Thursday, February 21, 2008

Birds and Bats

We're like in our own little treehouse with wall to wall windows looking out into the fourth floor level of trees. There are lots of birds - we hear a lot more than we see, and see lot more than we can catch with the camera - and last night we noticed all these birds flying into the tree, but they weren't birds. You can see this bird's long tail, but not the head. I think it's in the magpie/treepie family. Dianne? Catherine? Is there enough here to identify? The tail is so distinctive. It was probably 2 feet long from tip of the head to end of the tail. Maybe longer.

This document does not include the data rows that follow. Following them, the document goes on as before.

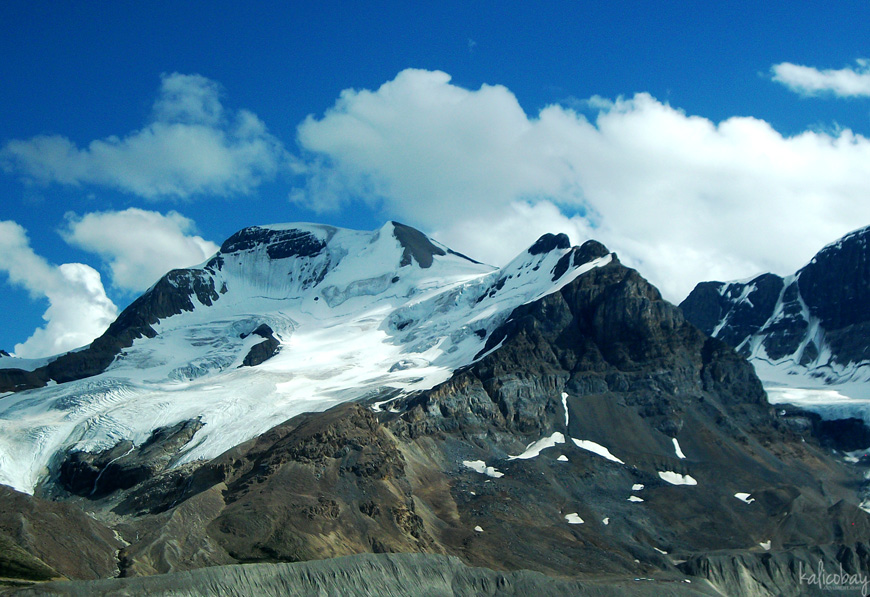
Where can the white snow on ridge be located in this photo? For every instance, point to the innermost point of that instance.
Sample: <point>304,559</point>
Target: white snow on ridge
<point>351,323</point>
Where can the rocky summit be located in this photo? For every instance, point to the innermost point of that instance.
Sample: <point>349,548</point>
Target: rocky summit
<point>806,334</point>
<point>325,411</point>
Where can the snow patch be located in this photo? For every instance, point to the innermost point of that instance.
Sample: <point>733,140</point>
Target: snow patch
<point>565,406</point>
<point>534,449</point>
<point>573,518</point>
<point>678,451</point>
<point>595,448</point>
<point>479,466</point>
<point>676,478</point>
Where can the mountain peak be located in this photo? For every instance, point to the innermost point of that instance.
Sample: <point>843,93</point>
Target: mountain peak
<point>549,242</point>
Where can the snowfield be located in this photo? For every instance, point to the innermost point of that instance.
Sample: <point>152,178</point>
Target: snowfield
<point>353,323</point>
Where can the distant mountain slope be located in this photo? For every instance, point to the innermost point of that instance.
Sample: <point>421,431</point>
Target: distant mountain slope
<point>811,328</point>
<point>312,393</point>
<point>283,319</point>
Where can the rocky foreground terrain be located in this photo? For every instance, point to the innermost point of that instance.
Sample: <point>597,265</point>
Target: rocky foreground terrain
<point>597,444</point>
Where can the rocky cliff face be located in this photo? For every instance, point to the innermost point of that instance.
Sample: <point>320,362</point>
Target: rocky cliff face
<point>597,432</point>
<point>816,319</point>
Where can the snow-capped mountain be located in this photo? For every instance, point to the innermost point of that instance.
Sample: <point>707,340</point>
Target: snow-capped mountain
<point>311,392</point>
<point>326,315</point>
<point>808,334</point>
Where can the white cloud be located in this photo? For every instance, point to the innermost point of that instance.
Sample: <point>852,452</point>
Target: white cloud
<point>680,197</point>
<point>139,246</point>
<point>806,80</point>
<point>192,146</point>
<point>78,310</point>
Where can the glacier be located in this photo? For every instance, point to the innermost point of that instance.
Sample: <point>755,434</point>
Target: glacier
<point>358,315</point>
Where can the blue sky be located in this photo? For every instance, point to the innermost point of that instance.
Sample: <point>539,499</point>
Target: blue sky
<point>698,141</point>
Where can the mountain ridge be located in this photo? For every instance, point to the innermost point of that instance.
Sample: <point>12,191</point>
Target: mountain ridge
<point>554,415</point>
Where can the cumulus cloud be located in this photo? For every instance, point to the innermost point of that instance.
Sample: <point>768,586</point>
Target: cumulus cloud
<point>78,308</point>
<point>138,246</point>
<point>806,80</point>
<point>680,197</point>
<point>192,146</point>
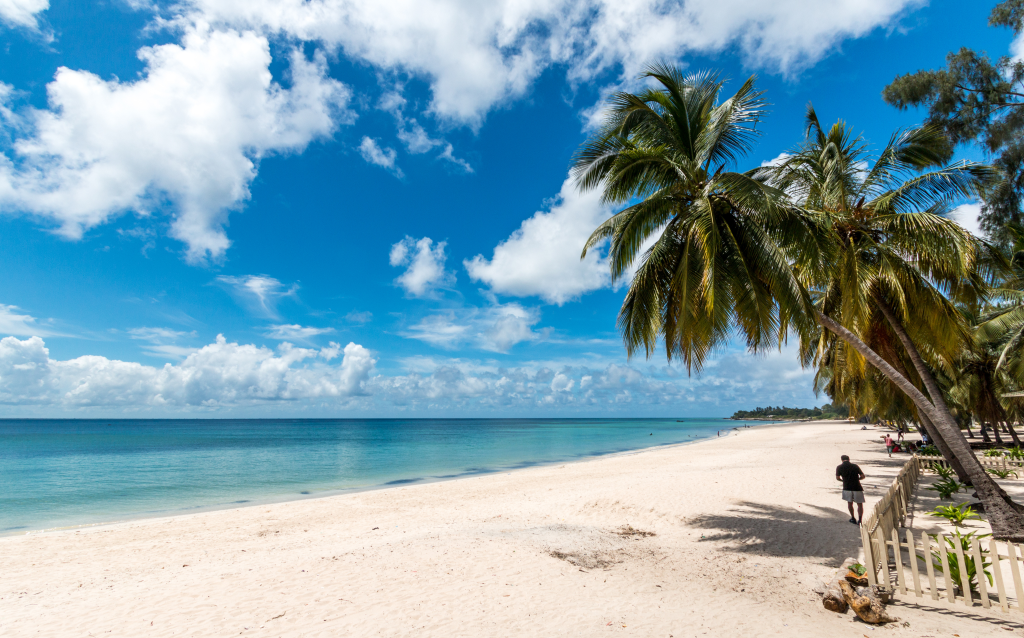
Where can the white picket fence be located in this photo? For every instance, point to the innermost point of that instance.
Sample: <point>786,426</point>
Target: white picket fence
<point>900,560</point>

Then yesterday night there were maybe 20 or 30 bats swooping back and forth just beyond our balcony and in the trees. You could hear the wings hitting the leaves. Otherwise they were silent. So I put it on flash and the child/animal setting and started taking pictures. I got a bunch like this one of the trees but with no obvious bats. You can see the fruit in the tree (like usual, you can double click to enlarge the pictures) if you look carefully and the way the were sometimes hovering I assume they were going after the fruit. I couldn't tell for sure what kind of fruit it is.

Then, I finally got one. There's a way to get rid of red eye on people, but there's no way to get rid of white eye I know of, on animals. This seems to happen with dogs (the fox I got at Elmendorf last August had this in the flash picture) and bats. How are their eyes different from human eyes that the flash reflection is different? But that's pretty much all you can see of this bat.

Finally, bingo, I got the whole bat. First you see the eyes, but then you can see the whole animal in flight. I'd say there were 18 - 24 inches in wingspan. Very cool watching them fly around. If you are ever in Portland, Oregon, the zoo there has a bat exhibit with special lighting so you can see the bats clearly flying around, hanging around, and various states in between.

[2/21/08 My son emailed me this:

In mammals, the rods and cones actually face backwards, towards the retina. Dogs and cats have a retroreflective layer in their retina which reflects light back into the rods and cones, improving their night vision.

(retroreflective means reflects back in the same direction it came from. you can get the same effect from the inside of the corner of a cube with shiny sides)]

1 comment:

  1. Your son knows this because he and I were asking the very same question you were about getting rid of "green eye" in pictures of dogs a few years back. We spent the better part of an evening googling it. We lost interest in "photoshop" aspect pretty quickly, but the issue of why the reflection is a different color than in humans is fascinating.